As before, /usr/lib is the one which requires some delicacy, as there are a lot of things which live under /lib and a lot of things which live under /usr/lib. It took me several attempts to come up with a way of cleanly removing files without any unintended side-effects. The idea I had was to generate separate lists of files for separate types of filesystem entities (i.e. one for regular files, one for directories, one for symlinks etc.), which would mean that stray files and links could easily be removed automatically, and then directories (which are more complex due to /lib and /usr/lib having common subdirectories) could be handled manually later.

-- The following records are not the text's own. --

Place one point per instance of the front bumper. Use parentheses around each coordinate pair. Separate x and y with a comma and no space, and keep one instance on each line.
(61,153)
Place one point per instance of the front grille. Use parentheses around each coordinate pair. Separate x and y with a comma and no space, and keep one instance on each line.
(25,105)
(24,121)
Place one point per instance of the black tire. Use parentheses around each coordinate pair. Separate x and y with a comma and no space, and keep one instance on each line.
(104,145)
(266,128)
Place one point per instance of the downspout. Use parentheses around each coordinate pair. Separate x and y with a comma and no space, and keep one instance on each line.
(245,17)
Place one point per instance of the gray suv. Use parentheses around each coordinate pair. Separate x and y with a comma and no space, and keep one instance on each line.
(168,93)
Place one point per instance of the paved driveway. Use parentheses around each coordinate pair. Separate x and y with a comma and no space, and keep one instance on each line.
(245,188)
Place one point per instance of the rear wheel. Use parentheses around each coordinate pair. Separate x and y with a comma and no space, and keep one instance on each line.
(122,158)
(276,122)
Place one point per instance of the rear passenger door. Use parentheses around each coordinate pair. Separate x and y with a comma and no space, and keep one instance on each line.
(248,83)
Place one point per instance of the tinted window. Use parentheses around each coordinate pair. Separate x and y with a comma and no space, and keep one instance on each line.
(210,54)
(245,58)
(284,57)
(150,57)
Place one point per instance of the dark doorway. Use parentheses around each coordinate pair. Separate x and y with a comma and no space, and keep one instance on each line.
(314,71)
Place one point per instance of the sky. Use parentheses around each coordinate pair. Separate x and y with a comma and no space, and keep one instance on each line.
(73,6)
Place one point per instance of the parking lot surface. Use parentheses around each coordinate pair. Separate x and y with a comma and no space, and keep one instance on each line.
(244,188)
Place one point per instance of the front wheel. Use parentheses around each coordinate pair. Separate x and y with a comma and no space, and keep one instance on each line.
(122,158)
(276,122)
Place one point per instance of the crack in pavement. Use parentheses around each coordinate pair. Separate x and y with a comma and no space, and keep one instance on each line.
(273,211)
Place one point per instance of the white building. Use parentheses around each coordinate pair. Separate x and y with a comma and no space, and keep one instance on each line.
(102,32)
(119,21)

I came up with the following one-liners to generate these lists using find; find is purposely prevented from recursing here with the -mindepth and -maxdepth parameters, and is instead used more as a means of filtering files by type.

# find $(cat libfiles) -mindepth 0 -maxdepth 0 -type f | sed -e 's,^,/usr,' > things-to-del
# find $(cat libfiles) -mindepth 0 -maxdepth 0 -type l | sed -e 's,^,/usr,' > things-to-del2
# find $(cat libfiles) -mindepth 0 -maxdepth 0 -type d | sed -e 's,^,/usr,' > things-to-del3

It’s then easy enough to remove the regular files and the symlinks, after performing some manual sanity checks:

# rm -v $(cat things-to-del)
# rm -v $(cat things-to-del2)

In the case of the directories left over, I processed those all manually. /usr/lib/modules and /usr/lib/firmware are both superfluous and can be removed completely, but other directories need quite a bit more care, with some consultation of dpkg -S to check whether the paths under /usr are actually required by anything.

Final remarks

It turns out that there’s quite a lot of moving parts on Debian systems which do things without the package manager really being aware of the fact.

On some level this makes me a bit uncomfortable, as I generally hold that the package manager should be the authority on what the state of a system should be. This is why, for example, I spin my own Debian packages for almost all of the software I run on the routers for AS207480 instead of copying random binaries around the place, as it makes maintaining and updating things fits into my existing package update tooling, and also means that the presence or absence of certain packages is indicative of a machine’s role. Taken to the logical extreme, these ideas lead to things like NixOS, where the package manager takes the desired state of a machine as input, and then configures the machine appropriately to match.

On the other hand, Debian is a very old project with a long history, so there’s some amount of technical and social debt to be expected. Switching to merged-/usr while continuing to support split-/usr systems necessitates some sleight of hand in order to pull the wool over dpkg’s eyes. In the grand scheme of things, for most people it doesn’t make any difference whether the system has a split or merged /usr; but the system is constructed loosely enough that it’s possible to poke and tweak at it until it feels just right.